Now I'm able to explain the involution defined with 4 points by an arbitrary function to explain to my students.

Claim: On the line $l$, consider four points $A, A', B, B'$ ($B \neq B'$, $A$ doesn't necessary different from $A'$). Consider the transformation $f: l \to l$ that maps $A$ to $A'$, $B$ to $B'$, $B'$ to $B$, and any point $C$ to $C'$ such that $(CA, BB') = (C'A', B'B)$. Then $f$ is an involution on $l$.

Proof. Consider two cases:

1. Case 1: $f(\infty) = \infty$. In this case, \begin{align*} & (\infty, A; B, B') = (\infty, A'; B', B) \\ & \Rightarrow \frac{\overline{B'A}}{\overline{BA}} = \frac{\overline{BA'}}{\overline{B'A'}} \Rightarrow \overline{B'A} \cdot \overline{B'A'} = \overline{BA} \cdot \overline{BA'}. \\ \end{align*} Thus, $B'$ and $B$ have the same power wrt the circle with diameter $AA'$, implying that $B$ is the reflection of $B'$ wrt the midpoint of $AA'$.

   For any $C$ with $C' = f(C)$, we have \begin{align*} & (C, A; B, B') = (C', A'; B', B) \\ & \Rightarrow \frac{\overline{BC}}{\overline{BA}} : \frac{\overline{B'C}}{\overline{B'A}} = \frac{\overline{B'C'}}{\overline{B'A'}} : \frac{\overline{BC'}}{\overline{BA'}}. \end{align*} Combining this with $BB'$ and $AA'$ having the same midpoint, we obtain $\overline{BC} \cdot \overline{BC'} = \overline{B'C} \cdot \overline{B'C'}$, which means that $B$ and $B'$ have the same power wrt the circle with diameter $CC'$. Hence, $C$ is the reflection of $C'$ through the midpoint of $BB'$. Thus, $f$ is the reflection about the midpoint of $AA'$ (which is an involution).

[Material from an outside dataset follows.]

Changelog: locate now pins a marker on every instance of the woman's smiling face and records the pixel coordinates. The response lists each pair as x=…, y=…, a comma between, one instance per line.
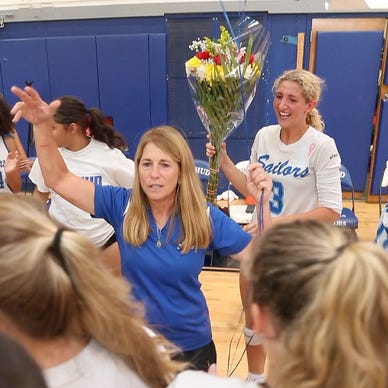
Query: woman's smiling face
x=290, y=106
x=158, y=174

2. Case 2: $f(\infty) = O \neq \infty$. We have \begin{align*} & (\infty, A; B, B') = (O, A'; B', B) \\ & \Rightarrow \frac{\overline{B'A}}{\overline{BA}} = \frac{\overline{B'O}}{\overline{B'A'}} : \frac{\overline{BO}}{\overline{BA'}} \\ & \Rightarrow \frac{\overline{OB}}{\overline{OB'}} = \frac{\overline{BA}}{\overline{B'A}} \cdot \frac{\overline{BA'}}{\overline{B'A'}} \\ & \Rightarrow \frac{\overline{OB}}{\overline{OB'}} : \frac{\overline{A'B}}{\overline{A'B'}} = \frac{\overline{BA}}{\overline{B'A}} \\ & \Rightarrow (B, B'; O, A') = \frac{\overline{BA}}{\overline{B'A}} \\ & \Rightarrow (B, O; B', A') = 1 - \frac{\overline{BA}}{\overline{B'A}} = \frac{\overline{B'B}}{\overline{B'A}} \\ & \Rightarrow \frac{\overline{B'B}}{\overline{B'O}} : \frac{\overline{A'B}}{\overline{A'O}} = \frac{\overline{B'B}}{\overline{B'A}} \\ & \Rightarrow \frac{\overline{A'O}}{\overline{B'O}} = \frac{\overline{A'B}}{\overline{B'A}} = \frac{\overline{A'O} - \overline{A'B}}{\overline{B'O} - \overline{B'A}} = \frac{\overline{BO}}{\overline{AO}} \\ & \Rightarrow \overline{OA} \cdot \overline{OA'} = \overline{OB} \cdot \overline{OB'}. \end{align*} For any $C$ with $C' = f(C)$, we have $(C, A; B, B') = (C', A'; B', B)$. This implies that $$\frac{\overline{BA}}{\overline{B'A}} \cdot \frac{\overline{BA'}}{\overline{B'A'}} = \frac{\overline{BC}}{\overline{B'C}} \cdot \frac{\overline{BC'}}{\overline{B'C'}}.$$ Therefore, $$\frac{\overline{OB}}{\overline{OB'}} = \frac{\overline{BC}}{\overline{B'C}} \cdot \frac{\overline{BC'}}{\overline{B'C'}}.$$ Proceeding similarly as above, we get $\overline{OA} \cdot \overline{OA'} = \overline{OC} \cdot \overline{OC'}.$

   Thus, $f$ is an inversion with center $O$ and radius $\overline{OA} \cdot \overline{OA'}$ and is also an involution.